Believing that government is always a problem and that privatized free market capitalism is always the solution, the Republicans of Texas created an unregulated power grid in the 1990s. It was purposely separated from the rest of the country to avoid federal regulation, and promised that competition would ensure Texans received the cheapest power possible. But cheap is different from quality.

If demand exceeds supply, theoretically prices rise, decrease demand or load new resources into the lucrative market, causing prices to fall again. In practice, the Texan energy market quickly focused on two large suppliers that overburdened Texans by $ 28 billion over the next three decades. With no incentive to invest in spare capacity or costly upgrades to improve weather resistance, the entire system was not prepared for rare extreme conditions. Last month, unusual cold frozen half of the available electricity generation in Texas, reducing the supply to 40 megawatts to meet a demand of 70 megawatts.
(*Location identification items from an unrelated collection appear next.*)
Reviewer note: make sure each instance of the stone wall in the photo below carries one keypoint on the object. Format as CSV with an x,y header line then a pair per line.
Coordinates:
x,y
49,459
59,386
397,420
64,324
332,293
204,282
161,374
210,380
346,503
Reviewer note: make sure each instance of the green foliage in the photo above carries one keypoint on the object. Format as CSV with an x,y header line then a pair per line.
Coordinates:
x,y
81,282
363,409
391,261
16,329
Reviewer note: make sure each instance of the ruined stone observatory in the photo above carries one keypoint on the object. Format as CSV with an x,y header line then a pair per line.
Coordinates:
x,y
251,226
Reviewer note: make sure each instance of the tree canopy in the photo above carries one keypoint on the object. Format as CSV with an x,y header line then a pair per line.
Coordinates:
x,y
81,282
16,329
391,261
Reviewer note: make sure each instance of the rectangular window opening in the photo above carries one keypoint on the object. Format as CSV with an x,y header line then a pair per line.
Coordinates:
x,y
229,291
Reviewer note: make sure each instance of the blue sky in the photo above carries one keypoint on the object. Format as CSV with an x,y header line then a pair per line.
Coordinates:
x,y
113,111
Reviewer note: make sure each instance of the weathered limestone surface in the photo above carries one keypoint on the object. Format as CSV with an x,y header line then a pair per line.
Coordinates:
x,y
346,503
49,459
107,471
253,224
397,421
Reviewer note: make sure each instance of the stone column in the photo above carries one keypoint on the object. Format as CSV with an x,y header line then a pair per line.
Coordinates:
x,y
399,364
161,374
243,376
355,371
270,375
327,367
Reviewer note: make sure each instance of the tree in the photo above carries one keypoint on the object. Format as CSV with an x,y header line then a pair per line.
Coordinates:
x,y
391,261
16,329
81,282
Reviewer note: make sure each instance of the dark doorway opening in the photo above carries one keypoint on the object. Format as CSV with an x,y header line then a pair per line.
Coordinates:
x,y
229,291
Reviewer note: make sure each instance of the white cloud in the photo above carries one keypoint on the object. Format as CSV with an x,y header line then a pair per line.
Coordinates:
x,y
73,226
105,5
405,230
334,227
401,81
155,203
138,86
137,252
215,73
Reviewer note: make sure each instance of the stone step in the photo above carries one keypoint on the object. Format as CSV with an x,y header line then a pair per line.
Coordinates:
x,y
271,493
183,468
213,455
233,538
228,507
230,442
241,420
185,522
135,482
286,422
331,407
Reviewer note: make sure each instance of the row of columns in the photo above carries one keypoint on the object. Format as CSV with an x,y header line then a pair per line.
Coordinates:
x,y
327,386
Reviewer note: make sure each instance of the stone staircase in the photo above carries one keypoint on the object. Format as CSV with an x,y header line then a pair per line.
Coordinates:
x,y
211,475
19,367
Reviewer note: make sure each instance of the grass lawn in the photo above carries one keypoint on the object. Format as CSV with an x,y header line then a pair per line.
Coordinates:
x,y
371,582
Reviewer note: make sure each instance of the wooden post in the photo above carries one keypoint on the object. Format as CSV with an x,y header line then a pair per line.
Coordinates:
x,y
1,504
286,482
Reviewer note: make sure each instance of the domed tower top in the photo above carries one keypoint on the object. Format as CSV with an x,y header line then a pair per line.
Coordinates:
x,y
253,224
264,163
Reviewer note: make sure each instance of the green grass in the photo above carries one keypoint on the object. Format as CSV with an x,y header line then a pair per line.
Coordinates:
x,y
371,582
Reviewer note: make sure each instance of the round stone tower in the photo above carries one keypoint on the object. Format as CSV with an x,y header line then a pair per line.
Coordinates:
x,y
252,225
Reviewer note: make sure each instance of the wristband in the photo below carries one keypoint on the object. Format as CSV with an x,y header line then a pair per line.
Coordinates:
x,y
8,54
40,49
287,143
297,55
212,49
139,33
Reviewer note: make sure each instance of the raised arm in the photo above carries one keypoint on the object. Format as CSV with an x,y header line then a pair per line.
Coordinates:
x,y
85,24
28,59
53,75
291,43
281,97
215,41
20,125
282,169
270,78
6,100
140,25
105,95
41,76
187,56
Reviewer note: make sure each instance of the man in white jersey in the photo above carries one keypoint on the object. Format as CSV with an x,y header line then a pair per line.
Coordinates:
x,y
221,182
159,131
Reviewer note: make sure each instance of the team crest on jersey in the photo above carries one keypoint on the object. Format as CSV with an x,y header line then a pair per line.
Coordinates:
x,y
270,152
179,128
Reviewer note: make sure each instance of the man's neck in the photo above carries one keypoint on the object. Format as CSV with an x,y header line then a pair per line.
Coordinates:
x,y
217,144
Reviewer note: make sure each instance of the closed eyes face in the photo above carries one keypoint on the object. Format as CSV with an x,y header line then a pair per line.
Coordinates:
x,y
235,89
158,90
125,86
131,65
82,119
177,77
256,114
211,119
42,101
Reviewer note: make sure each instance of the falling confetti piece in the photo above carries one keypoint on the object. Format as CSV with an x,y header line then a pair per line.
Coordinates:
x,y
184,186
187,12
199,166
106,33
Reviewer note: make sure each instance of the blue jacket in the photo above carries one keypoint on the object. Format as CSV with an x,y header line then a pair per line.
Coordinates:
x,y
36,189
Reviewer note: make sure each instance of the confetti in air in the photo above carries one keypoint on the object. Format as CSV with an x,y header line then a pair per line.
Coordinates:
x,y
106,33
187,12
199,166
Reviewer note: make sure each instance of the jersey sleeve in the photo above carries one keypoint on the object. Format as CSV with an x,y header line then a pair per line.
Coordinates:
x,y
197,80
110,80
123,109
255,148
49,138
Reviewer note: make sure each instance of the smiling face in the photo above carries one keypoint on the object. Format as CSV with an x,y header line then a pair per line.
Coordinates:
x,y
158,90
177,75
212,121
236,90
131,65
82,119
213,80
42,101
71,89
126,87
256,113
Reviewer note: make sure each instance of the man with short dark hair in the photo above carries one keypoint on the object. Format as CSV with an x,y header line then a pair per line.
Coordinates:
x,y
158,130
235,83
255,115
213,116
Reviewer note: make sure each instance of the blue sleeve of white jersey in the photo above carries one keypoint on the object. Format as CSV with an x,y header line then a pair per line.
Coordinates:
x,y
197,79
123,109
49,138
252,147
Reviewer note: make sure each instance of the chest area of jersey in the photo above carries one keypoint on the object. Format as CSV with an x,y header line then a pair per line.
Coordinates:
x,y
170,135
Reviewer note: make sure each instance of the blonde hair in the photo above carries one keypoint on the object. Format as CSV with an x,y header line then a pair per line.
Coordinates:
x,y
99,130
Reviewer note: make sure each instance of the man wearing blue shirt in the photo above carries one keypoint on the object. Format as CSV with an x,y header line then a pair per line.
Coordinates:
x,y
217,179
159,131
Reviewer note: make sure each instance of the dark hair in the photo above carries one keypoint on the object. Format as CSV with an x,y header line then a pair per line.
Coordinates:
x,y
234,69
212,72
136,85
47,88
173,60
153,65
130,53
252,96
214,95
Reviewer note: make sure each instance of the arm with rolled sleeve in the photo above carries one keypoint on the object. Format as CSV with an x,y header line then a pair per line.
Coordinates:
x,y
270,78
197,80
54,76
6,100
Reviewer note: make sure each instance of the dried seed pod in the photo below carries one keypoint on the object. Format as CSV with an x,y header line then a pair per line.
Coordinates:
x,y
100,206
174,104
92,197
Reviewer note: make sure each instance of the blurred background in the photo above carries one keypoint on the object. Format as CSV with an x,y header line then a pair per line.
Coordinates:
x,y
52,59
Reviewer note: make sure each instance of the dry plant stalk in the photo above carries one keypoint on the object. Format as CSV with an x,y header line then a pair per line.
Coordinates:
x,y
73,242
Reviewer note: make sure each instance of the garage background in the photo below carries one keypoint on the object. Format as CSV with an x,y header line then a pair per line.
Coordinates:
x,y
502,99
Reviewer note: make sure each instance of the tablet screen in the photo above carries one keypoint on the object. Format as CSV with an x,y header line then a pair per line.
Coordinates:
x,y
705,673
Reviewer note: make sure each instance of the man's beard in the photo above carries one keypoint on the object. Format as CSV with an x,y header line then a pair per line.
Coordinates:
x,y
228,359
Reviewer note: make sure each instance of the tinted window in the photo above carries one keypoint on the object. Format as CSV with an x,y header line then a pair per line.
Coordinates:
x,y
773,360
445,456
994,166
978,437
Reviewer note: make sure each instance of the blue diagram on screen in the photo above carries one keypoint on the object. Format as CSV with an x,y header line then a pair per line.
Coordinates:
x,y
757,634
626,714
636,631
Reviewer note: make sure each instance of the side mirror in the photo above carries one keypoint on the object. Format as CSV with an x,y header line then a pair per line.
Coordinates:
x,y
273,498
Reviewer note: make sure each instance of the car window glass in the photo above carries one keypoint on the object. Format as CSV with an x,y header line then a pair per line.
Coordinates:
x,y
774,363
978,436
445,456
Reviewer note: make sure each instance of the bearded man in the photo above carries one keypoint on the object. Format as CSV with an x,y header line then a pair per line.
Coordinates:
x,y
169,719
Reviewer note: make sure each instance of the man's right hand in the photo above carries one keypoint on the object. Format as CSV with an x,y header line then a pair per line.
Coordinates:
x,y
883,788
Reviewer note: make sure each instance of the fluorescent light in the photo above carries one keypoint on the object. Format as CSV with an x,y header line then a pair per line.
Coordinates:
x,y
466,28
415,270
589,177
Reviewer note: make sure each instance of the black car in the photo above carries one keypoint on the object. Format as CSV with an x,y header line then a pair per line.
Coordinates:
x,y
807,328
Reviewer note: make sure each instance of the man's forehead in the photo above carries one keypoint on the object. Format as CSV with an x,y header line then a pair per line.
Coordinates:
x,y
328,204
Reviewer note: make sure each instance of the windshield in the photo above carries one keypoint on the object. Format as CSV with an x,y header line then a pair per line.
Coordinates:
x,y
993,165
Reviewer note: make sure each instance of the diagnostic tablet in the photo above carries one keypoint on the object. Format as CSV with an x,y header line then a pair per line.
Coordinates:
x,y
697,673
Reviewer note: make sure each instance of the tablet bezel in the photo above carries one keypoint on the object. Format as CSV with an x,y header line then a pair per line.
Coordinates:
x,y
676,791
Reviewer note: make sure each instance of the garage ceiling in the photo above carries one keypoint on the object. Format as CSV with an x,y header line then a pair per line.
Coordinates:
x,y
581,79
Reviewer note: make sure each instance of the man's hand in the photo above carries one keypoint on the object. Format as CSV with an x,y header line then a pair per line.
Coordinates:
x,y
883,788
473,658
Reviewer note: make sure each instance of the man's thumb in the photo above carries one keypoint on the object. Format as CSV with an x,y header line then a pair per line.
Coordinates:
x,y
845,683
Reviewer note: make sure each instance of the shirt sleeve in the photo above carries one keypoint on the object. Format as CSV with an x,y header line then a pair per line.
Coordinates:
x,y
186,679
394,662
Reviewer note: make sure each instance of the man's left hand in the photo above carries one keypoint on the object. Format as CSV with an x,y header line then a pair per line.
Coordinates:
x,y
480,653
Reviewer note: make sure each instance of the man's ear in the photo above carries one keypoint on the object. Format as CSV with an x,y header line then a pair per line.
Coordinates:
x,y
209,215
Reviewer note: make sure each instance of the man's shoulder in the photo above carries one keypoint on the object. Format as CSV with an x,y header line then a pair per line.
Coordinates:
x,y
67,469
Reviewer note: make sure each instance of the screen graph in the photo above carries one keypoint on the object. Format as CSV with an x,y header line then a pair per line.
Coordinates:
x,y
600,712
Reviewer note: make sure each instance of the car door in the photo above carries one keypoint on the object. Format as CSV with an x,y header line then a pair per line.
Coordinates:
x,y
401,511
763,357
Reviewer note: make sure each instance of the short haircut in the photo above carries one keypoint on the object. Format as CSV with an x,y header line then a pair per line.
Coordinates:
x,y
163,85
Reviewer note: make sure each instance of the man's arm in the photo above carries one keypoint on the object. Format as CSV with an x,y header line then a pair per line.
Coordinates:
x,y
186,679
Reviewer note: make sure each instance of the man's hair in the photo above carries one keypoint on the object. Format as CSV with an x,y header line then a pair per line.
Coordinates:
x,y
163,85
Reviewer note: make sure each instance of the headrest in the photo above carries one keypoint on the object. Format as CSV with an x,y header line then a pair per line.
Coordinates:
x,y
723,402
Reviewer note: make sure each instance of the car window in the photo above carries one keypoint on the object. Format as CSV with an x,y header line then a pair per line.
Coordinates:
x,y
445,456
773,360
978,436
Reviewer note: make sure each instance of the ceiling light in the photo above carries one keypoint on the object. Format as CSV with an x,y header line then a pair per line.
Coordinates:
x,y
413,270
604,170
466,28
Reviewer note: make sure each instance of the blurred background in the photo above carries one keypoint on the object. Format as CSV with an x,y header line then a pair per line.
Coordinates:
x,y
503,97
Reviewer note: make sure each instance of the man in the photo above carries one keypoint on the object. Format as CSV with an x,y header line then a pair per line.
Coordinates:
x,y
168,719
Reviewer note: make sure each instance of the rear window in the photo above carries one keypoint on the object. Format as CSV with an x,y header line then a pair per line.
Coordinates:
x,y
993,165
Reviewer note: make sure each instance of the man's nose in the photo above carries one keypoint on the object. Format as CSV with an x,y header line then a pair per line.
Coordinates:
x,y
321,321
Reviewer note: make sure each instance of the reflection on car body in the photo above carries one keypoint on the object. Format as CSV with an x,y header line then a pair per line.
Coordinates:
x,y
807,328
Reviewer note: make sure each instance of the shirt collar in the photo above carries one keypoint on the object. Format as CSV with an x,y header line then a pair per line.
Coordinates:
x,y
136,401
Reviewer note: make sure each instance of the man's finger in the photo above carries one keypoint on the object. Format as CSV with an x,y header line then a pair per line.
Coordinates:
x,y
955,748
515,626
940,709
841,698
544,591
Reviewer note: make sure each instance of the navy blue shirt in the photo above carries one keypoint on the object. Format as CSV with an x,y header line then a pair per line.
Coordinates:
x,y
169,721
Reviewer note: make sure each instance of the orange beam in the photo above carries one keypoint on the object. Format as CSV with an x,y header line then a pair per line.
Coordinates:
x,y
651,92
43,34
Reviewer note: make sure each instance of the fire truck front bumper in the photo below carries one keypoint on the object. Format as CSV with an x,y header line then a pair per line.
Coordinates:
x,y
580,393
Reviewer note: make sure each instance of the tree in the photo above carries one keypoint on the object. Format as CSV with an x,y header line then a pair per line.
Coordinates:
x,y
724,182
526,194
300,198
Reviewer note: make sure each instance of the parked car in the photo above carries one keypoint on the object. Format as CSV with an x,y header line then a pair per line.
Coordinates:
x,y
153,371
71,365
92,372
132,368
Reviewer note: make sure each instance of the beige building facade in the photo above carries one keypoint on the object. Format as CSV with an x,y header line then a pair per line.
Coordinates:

People couldn’t reduce demand, and there was no way to import new resources. To avoid total destruction, the grid was shut down, resulting in a record $ 20 billion catastrophe. To add insult to injury, unregulated market prices rose to produce some consumer bills over $ 10,000 per month, capitalizing on gains and socializing losses.

Building system resilience to avoid major social and economic disasters requires long-term planning and upfront investments impossible for corporate capitalism and driven by the lowest cost and short-term profit.

Crispin B. Hollinshead lives in Ukiah. This and previous articles can be found at cbhollinshead.blogspot.com.